Suki KimThe 38th parallel dividing the Korean peninsula is not the only line Suki Kim has ever crossed. An award-winning novelist and a journalist, Kim emigrated with her family from Seoul to New York City when she was 13. Over a number of officially sanctioned visits to North Korea, she reported for the New York Review of Books and Harper’s Magazine on that country’s bewildering, even byzantine self-absorption and its obsessions with the Great Leader, Kim Jong-il, and the Great Enemy, the United States. Then in 2011, she crossed another line, returning to Pyongyang undercover.

Without You, There Is No Us is Suki Kim’s account of her six-month stint teaching English at the Pyongyang University of Science and Technology, a school privately funded and founded in 2002 by evangelical Christians with ties to South Korea and the US. Suki Kim was not a teacher, nor is she even Christian, yet these were not her deepest secrets. More covert still was her mission to record what she saw and heard so she might offer the world what it had never had before – an inside, unscripted, and unvarnished picture of life in the Democratic People’s Republic of Korea.

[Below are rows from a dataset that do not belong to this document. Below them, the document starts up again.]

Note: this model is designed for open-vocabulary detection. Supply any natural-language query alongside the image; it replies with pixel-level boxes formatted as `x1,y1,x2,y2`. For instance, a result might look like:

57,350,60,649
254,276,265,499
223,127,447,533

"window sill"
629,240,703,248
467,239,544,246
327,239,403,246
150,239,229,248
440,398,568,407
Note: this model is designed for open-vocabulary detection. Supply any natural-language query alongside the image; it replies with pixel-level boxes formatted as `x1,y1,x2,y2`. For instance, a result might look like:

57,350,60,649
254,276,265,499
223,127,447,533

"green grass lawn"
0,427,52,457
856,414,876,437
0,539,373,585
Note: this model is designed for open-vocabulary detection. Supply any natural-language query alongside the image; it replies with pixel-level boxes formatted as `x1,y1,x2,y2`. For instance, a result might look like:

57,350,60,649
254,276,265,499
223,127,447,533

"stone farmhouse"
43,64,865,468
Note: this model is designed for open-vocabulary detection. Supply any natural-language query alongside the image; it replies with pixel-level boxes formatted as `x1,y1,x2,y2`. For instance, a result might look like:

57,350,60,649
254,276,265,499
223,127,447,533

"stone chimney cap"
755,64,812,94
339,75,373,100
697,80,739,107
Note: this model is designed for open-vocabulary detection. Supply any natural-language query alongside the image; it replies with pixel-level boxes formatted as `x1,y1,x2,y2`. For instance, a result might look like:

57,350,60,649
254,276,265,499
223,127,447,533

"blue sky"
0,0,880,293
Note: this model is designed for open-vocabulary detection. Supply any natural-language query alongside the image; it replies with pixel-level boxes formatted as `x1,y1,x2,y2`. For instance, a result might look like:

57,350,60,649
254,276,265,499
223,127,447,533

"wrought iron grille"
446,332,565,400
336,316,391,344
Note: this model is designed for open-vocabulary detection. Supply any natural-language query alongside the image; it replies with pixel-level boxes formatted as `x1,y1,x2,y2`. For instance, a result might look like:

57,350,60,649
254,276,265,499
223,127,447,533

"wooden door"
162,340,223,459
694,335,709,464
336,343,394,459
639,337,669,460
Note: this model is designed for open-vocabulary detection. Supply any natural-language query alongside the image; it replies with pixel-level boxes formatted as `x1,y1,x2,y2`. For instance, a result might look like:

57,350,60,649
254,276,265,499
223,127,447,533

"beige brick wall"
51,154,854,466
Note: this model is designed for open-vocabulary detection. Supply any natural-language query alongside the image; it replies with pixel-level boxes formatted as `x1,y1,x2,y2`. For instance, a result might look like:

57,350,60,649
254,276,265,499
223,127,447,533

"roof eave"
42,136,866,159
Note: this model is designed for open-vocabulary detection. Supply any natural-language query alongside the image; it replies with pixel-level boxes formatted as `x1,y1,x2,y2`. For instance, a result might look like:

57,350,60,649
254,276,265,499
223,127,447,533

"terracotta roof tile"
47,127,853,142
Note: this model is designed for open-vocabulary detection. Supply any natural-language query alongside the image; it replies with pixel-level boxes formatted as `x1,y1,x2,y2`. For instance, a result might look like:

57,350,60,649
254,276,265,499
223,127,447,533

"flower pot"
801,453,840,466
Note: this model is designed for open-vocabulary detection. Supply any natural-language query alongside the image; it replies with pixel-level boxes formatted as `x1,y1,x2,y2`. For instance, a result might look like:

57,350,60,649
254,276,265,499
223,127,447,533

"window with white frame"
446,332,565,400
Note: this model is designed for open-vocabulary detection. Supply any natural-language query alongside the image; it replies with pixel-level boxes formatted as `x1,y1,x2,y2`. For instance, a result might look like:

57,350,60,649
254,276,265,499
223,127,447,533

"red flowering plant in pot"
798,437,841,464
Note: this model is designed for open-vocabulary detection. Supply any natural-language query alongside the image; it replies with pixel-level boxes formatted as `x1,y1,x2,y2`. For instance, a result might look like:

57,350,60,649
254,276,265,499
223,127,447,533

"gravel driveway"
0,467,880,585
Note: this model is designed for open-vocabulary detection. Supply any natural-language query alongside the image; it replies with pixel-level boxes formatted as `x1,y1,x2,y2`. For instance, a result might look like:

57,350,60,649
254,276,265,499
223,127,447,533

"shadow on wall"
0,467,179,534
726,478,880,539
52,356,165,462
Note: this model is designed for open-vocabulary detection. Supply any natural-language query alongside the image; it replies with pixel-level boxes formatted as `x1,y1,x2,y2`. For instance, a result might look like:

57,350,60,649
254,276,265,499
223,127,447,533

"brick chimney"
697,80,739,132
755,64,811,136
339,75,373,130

>Without You, There Is No Us“North Korea is what UN calls the most brutal nation in the world. There is absolutely no sense of freedom, and everything is watched. So I had to put all my notes on USB sticks and erase them from the computer every single time. I had to hide my documents, which I recorded every single day, within another document. If I were to be caught, it would’ve been a gulag sentence. Knowing that, I had to really keep those USB sticks on my body at all times,” she explains.

Yet while she evaded the watchful eyes of government monitors in Pyongyang, Suki Kim could not avoid the dictates of a publisher’s marketing program – the positioning (or mis-positioning) of her book as memoir rather than reporting made a difference to the way it was received by critics, and to where the book was stocked in stores. Writers infrequently think about how their books will be sold. Invariably, like Kim, they discover that the sales and marketing program truly does make a difference.

“For me, a memoir comes from memories, not reporting. I came out of North Korea with 400 pages of investigative notes. There was nothing about that that was a memoir,” Kim tells CCC’s Chris Kenneally. “As an author, it’s hard to tell what’s going to happen with a book. The book got tons of attention, but because it was called a memoir, a lot of people thought I was a teacher who went [to North Korea] and taught and came out and wrote from her memories. It’s a very different kind of writing when you’re actually investigating undercover.”

Suki Kim is the author of the award-winning novel The Interpreter and the recipient of Guggenheim, Fulbright, and Open Society fellowships. Her TED Talk, This is what it’s like to go undercover in North Korea, has seen nearly two million views.